Regardless of the Channel, Keep It Personal and Customized
December 7, 2016
Marketers and customer service professionals wear many hats. On top of running day-to-day operations, establishing metrics and proving their value to the company’s bottom line, these leaders are increasingly responsible for the development and maintenance of brands.
They are also faced with the challenging task of identifying which marketing channels to utilize and leverage, as a way to both successfully go-to-market and provide customer service.
A stand out trend in this space right now is personalization. According to DMNews and Forrester, 92 percent of marketing and customer insight professionals say their companies have taken a greater interest in personalization this year.

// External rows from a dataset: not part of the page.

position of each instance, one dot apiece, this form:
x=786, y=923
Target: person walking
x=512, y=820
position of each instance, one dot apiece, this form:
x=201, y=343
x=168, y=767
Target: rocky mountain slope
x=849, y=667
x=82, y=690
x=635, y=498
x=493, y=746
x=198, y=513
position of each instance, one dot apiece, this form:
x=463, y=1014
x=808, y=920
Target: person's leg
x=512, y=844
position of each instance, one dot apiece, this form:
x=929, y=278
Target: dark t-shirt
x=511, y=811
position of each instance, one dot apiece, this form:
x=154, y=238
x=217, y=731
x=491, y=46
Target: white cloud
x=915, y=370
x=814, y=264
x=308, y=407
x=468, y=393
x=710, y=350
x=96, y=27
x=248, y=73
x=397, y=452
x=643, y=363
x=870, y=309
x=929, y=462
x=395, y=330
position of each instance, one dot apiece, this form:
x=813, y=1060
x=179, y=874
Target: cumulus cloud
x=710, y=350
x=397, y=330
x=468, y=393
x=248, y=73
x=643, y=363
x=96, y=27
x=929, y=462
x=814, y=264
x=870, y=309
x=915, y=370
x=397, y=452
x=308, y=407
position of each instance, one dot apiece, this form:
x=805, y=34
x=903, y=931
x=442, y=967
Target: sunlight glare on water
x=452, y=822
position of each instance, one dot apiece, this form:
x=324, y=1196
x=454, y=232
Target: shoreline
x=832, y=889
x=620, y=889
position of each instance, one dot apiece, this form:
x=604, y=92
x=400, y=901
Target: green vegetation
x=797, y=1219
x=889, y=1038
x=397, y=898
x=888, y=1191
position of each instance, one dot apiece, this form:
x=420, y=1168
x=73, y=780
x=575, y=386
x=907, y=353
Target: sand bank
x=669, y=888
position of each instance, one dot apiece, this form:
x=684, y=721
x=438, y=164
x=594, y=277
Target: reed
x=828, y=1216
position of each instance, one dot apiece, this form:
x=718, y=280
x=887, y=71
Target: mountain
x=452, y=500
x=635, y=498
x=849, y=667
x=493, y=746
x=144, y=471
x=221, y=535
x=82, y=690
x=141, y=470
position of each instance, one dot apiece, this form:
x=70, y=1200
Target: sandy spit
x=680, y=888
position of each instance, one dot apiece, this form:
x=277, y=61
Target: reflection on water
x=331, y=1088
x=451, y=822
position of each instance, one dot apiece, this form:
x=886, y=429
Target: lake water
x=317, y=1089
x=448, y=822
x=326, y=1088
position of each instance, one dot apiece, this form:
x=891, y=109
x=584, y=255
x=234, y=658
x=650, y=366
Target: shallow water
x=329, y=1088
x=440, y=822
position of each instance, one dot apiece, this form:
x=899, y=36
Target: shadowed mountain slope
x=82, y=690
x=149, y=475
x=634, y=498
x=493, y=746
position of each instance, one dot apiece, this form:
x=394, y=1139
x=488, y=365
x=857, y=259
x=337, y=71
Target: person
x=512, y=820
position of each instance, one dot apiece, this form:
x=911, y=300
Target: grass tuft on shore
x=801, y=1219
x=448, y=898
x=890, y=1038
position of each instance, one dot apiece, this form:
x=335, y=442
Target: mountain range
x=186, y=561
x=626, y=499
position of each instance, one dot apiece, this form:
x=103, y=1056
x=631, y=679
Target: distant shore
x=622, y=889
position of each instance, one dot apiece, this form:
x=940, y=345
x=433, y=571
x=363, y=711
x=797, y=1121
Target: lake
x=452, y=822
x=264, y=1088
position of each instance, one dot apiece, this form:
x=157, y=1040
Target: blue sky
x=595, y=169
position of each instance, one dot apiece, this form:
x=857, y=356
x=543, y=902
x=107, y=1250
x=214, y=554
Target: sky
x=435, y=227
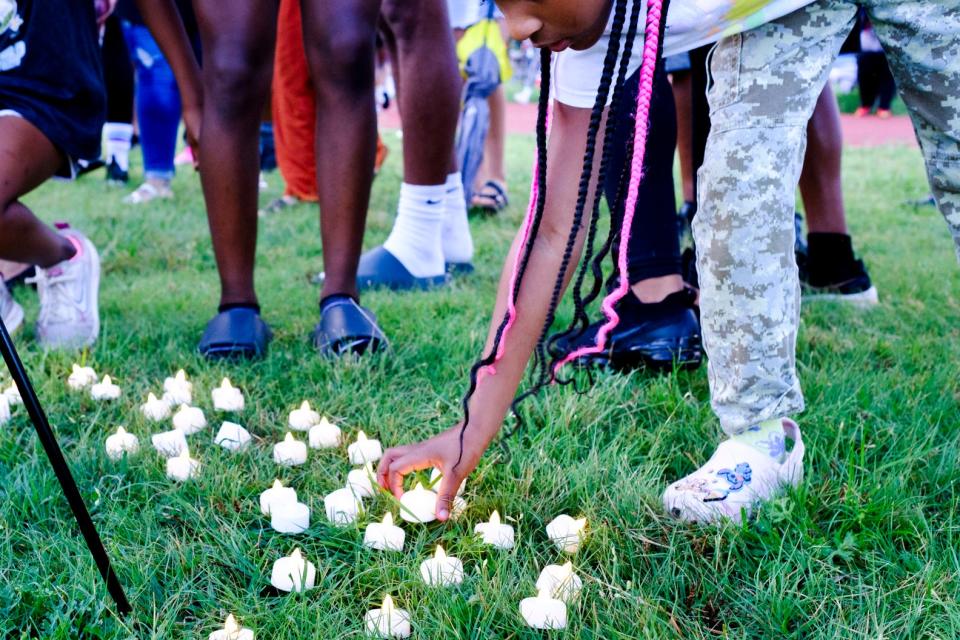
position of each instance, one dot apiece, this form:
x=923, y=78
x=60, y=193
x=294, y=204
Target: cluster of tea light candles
x=556, y=586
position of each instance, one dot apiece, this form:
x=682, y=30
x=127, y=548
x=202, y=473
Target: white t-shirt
x=690, y=24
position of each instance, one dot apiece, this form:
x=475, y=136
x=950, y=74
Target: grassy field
x=868, y=547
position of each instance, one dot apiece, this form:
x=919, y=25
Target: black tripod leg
x=62, y=471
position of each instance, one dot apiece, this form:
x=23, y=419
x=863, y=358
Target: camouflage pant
x=765, y=85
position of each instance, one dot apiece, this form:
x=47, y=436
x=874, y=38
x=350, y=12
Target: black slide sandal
x=346, y=327
x=235, y=333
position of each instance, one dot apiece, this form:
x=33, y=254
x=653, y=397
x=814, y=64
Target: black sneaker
x=833, y=272
x=847, y=283
x=657, y=336
x=347, y=328
x=115, y=175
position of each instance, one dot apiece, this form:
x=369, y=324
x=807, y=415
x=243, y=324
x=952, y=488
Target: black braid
x=543, y=107
x=543, y=375
x=581, y=320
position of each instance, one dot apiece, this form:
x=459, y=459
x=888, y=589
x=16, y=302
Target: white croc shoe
x=735, y=479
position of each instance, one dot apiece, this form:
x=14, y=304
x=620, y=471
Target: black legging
x=654, y=244
x=117, y=73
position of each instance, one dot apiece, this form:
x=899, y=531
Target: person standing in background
x=157, y=101
x=877, y=86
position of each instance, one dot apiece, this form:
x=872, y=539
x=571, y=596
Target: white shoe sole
x=14, y=318
x=868, y=298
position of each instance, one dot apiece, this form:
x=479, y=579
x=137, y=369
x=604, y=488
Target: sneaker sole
x=868, y=298
x=661, y=356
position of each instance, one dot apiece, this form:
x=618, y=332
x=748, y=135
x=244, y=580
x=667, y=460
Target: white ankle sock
x=457, y=241
x=119, y=135
x=415, y=239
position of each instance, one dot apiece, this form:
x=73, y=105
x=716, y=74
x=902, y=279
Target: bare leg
x=340, y=44
x=27, y=160
x=238, y=41
x=683, y=96
x=821, y=185
x=425, y=59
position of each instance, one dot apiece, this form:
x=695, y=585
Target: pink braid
x=651, y=48
x=525, y=238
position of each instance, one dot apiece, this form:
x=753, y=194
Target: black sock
x=239, y=305
x=830, y=248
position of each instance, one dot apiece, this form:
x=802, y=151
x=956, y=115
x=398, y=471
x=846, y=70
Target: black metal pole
x=62, y=471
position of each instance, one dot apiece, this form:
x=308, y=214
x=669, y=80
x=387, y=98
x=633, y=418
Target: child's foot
x=69, y=298
x=740, y=474
x=10, y=312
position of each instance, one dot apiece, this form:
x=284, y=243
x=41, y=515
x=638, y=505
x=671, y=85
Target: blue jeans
x=157, y=103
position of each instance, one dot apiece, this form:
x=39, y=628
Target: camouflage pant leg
x=765, y=85
x=922, y=41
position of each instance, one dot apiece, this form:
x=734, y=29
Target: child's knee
x=343, y=59
x=237, y=79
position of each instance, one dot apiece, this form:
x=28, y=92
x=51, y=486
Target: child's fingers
x=413, y=460
x=383, y=469
x=448, y=490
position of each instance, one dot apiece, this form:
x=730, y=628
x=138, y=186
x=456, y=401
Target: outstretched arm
x=495, y=392
x=164, y=21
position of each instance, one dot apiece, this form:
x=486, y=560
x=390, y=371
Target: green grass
x=866, y=548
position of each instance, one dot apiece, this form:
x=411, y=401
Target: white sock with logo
x=415, y=239
x=119, y=135
x=457, y=241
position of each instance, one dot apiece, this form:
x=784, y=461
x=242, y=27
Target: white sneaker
x=69, y=304
x=735, y=479
x=10, y=311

Here are a few things to consider about personalizing the message:
Digital – In digital, the difference between personalized and non-personal communications is eminently clear. Most people receive digital marketing communications from companies in some context. Those that use rote presentations with no customization rarely stand out.
Disparate pieces of customer and prospect information must be harnessed, and used to customize messages that break through the clutter. While exploring a digital strategy, brand managers should be certain that they identify and use the right channels for their customer or prospect base.
Physical & Traditional – While physical and traditional channels may not be appropriate in every instance, many brands continue to employ traditional tactics in their wheelhouse of marketing capabilities.
Be it a flyer, a direct mail piece or even a localized, outdoor ad, customization is a must and should be sincere and personal. These channels are very mature (with billions in predicted spending this year), but there are new opportunities to consider. Direct mail, for example, can be enhanced with data mined in digital channels such as LinkedIn.
One-on-one – For a truly personalized experience, one-on-one channels, including in-person meetings, webinars, telephone calls and chat, are at the forefront. Serious business-to-business and consumer-facing marketers rely on these tactics for appointment setting and standout service interactions.
As with any other channel set, cross-channel knowledge of the individual(s) contacting — or being contacted by — a brand is crucial. Scripts and sales decks may have their place, but the personal touch, informed by data and the deep integration of any contact center partner that may be involved, will help brands rise above the competition.